Small update: For a bit more clarrification: I have a class that allows me to easily create a camera view. I initialize and use that class in the main application, which then puts the new (web)cam(era) instance in a variable, ready to be used anywhere where needed. The view file (themes/theTheme.mxml) then displays 2 camera's in whichever way it wants. I want the view file to use the camera(s) created in the main application, so that I won't have to ask the theme creation guys to implement all that over and over. It's one example of why I need this.

Thanks for helping me so far!

A: 

Not entirely sure what you're trying to do, but it sounds like you need to use a singleton.

Check out this link for more info http://www.darronschall.com/weblog/2007/11/actionscript-3-singleton-redux.cfm

kenneth
I have a class that allows me to easily create a camera view. I initialize and use that class in the main application, which then puts the new (web)cam(era) instance in a variable, ready to be used anywhere where needed. The view file (themes/theTheme.mxml) then displays 2 camera's in whichever way it wants. I want the view file to use the camera(s) created in the main application, so that I won't have to ask the theme creation guys to implement all that over and over. It's one example of why I need this. Thanks for helping me so far!
Dave
kenneth
Exactly Kenneth, that's almost the way I went, but instead of using mxml I sticked with Actionscript to 'inject' the camera variables. I might try your way later on, it might be a bit cleaner.
Dave
+1  A: 

Sounds like you're ready for a framework! You can use Dependency Injection to set things in your app as they are created.

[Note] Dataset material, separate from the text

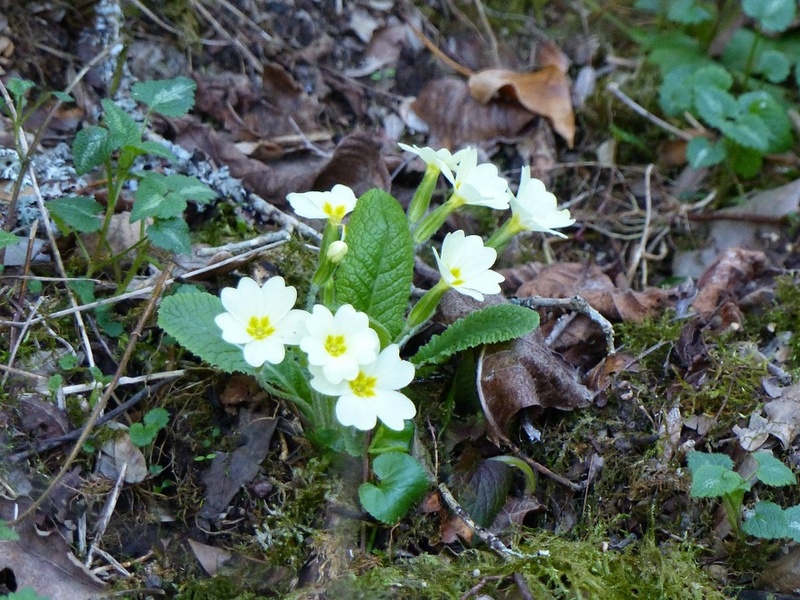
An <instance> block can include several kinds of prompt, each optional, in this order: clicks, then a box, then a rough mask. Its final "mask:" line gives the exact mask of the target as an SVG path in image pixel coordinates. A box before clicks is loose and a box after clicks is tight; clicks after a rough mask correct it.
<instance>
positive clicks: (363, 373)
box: [350, 371, 378, 398]
mask: <svg viewBox="0 0 800 600" xmlns="http://www.w3.org/2000/svg"><path fill="white" fill-rule="evenodd" d="M376 383H378V378H377V377H369V376H368V375H364V372H363V371H359V372H358V377H356V378H355V379H353V381H351V382H350V389H351V390H353V393H354V394H355V395H356V396H358V397H359V398H371V397H372V396H374V395H375V384H376Z"/></svg>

Here are some frameworks that help with Dependency Injection.

Note: I am the author of Bifff and Glue.

As an example, using bifff you can say the following (sets the "thePropertyFromMyFile" variable on any component with stylename="customStyleName")

<Selector match=".customStyleName">
  <Set thePropertyFromMyFile="{myGlobalSettings.property}"/>
</Selector>

However, reading your description makes it seem like you are running straight into the need for a full framework for your application. MVC frameworks help you separate the data of your app (in your case, which display mode you are in) from the views, without requiring the views to call Application.application or a global singleton.

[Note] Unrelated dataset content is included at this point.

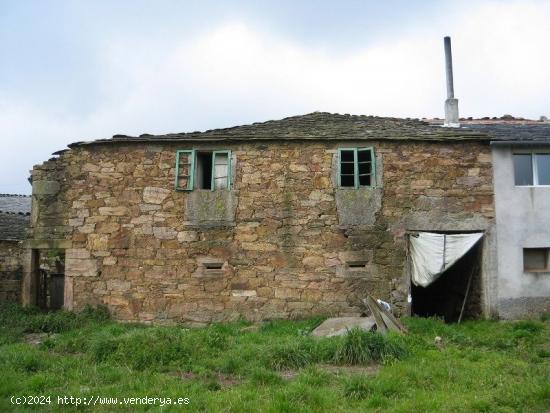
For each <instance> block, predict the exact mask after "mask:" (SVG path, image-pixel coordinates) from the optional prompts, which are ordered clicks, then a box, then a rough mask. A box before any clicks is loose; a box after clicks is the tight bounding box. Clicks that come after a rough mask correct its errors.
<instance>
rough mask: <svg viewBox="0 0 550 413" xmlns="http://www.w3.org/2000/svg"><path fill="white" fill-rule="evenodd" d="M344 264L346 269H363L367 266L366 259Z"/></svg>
mask: <svg viewBox="0 0 550 413" xmlns="http://www.w3.org/2000/svg"><path fill="white" fill-rule="evenodd" d="M346 264H347V267H348V270H364V269H365V268H366V267H367V262H366V261H350V262H348V263H346Z"/></svg>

This will take quite a bit more research for you, but it is the right path. Any flex app can benefit from a framework, pick the one best for you.

Sean Clark Hess
Although I like the MVC approach, I'm not entirely sure if using a framework on top of Flex is the way to go for me (just yet). So far I'm still getting used to Flex, and so far the code feels anything but clean or comfortable. I'm a PHP guy myself, so that might have something to do with it. Thanks for the heads up, and I've bookmarked them all! I just can't believe there is no (easy) way for me to do this, surely I'm not the only one who has a setup like this :).
Dave
+1  A: 

Coming from a php background, I see where you might be going wrong. It's not like php where each file is just a big hunk-o-code that can be included into other php files.

Each mxml file is a full fledged Actionscript class. You're not "including those mxml files", you're actually creating properties in your main mxml class, and those properties' types are of the "child" mxml objects.

If your child mxml components really need some information from the parent, you should pass that data into them.

But step back a little bit. Are you sure you want those child mxml files doing all that work? Could they just simply be dumb layouts that don't have any logic in them? Then you could let the main mxml manipulate them.

Marc Hughes
Oh, that sounds strangely logical. I wanted to make the template (child) items as dumb as I could, but for some reason it never occured to me to 'inject' whatever I need from the main application to the client. I was kind-of blind-sighted on getting the client to read from the parent. I'll try this one, sounds very logical. Thanks!
Dave
A: 

you can very easily do this. think of it in OOP fashion. each mxml is a different class. You want to call method of one class in another class. If you want it run in its original scope make the methor variable static and call it by MXMLFileName.MethodName();

If you want to execute in its own scope make an object of the parent MXML and then call the method.